Towards Socially and Morally Aware RL agent: Reward Design With LLM

Zhaoyue Wang
2024-05-31
Abstract:When we design and deploy an Reinforcement Learning (RL) agent, reward functions motivates agents to achieve an objective. An incorrect or incomplete specification of the objective can result in behavior that does not align with human values - failing to adhere with social and moral norms that are ambiguous and context dependent, and cause undesired outcomes such as negative side effects and exploration that is unsafe. Previous work have manually defined reward functions to avoid negative side effects, use human oversight for safe exploration, or use foundation models as planning tools. This work studies the ability of leveraging Large Language Models (LLM)' understanding of morality and social norms on safe exploration augmented RL methods. This work evaluates language model's result against human feedbacks and demonstrates language model's capability as direct reward signals.
Artificial Intelligence
What problem does this paper attempt to address?

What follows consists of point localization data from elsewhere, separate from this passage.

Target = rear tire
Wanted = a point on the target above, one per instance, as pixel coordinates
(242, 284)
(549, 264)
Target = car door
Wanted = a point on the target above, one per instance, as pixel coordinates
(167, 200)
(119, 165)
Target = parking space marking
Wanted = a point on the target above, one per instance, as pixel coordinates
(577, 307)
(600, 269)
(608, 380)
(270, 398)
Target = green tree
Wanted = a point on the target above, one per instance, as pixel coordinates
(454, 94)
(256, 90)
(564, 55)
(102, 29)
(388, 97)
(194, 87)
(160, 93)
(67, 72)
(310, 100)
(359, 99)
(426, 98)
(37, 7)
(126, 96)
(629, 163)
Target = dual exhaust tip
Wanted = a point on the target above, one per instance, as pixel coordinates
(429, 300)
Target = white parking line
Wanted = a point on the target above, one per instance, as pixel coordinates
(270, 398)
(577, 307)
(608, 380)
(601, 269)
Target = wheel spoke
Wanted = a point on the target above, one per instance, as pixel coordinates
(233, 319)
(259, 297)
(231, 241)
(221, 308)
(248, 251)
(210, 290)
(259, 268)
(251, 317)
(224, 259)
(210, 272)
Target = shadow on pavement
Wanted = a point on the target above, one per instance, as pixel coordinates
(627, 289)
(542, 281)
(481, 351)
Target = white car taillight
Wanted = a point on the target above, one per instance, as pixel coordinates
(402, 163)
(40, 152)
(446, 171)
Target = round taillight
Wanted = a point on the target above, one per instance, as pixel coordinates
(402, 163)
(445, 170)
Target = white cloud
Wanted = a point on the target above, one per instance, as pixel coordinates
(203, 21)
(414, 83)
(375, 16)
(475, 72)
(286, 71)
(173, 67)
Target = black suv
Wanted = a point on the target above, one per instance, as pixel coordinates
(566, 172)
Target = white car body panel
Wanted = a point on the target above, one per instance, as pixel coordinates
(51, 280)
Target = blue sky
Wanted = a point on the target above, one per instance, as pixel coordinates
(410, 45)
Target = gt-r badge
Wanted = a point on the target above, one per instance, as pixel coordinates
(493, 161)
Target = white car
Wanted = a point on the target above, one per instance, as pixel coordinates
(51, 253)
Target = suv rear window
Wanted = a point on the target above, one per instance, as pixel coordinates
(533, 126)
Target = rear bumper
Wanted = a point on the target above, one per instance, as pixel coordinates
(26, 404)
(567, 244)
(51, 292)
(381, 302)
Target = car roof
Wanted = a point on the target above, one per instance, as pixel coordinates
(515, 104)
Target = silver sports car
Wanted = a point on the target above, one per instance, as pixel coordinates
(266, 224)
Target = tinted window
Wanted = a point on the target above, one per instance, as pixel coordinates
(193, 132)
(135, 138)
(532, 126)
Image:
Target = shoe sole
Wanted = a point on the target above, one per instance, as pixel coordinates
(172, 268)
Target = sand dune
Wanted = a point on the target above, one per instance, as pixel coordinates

This paper attempts to address the problem of how to align the behavior of reinforcement learning (RL) agents with human values, particularly avoiding actions that violate social and moral norms, during the design and deployment of RL agents. Specifically, the paper focuses on the following points: 1. **Design of the reward function**: Traditional methods of manually defining reward functions may not fully cover all scenarios, leading to behaviors that do not align with human values when agents pursue their goals, such as negative side effects or unsafe exploration behaviors. 2. **Adherence to social and moral norms**: Social and moral norms are often ambiguous and context-dependent, making it very difficult to ensure that agent behavior conforms to these norms through traditional methods. 3. **Safe exploration**: During the exploration process, agents may take actions that are harmful to the environment or themselves, especially during trial-and-error learning. Ensuring the safety of the exploration process is an important issue. To address the above challenges, the paper proposes a new approach that leverages the ability of large language models (LLMs) to understand social and moral norms to enhance RL methods. The aim is to enable agents to explore the environment more safely and avoid negative side effects. Experiments have validated the effectiveness of using language models as direct reward signals and their ability to guide agents to take actions that better align with social and moral norms.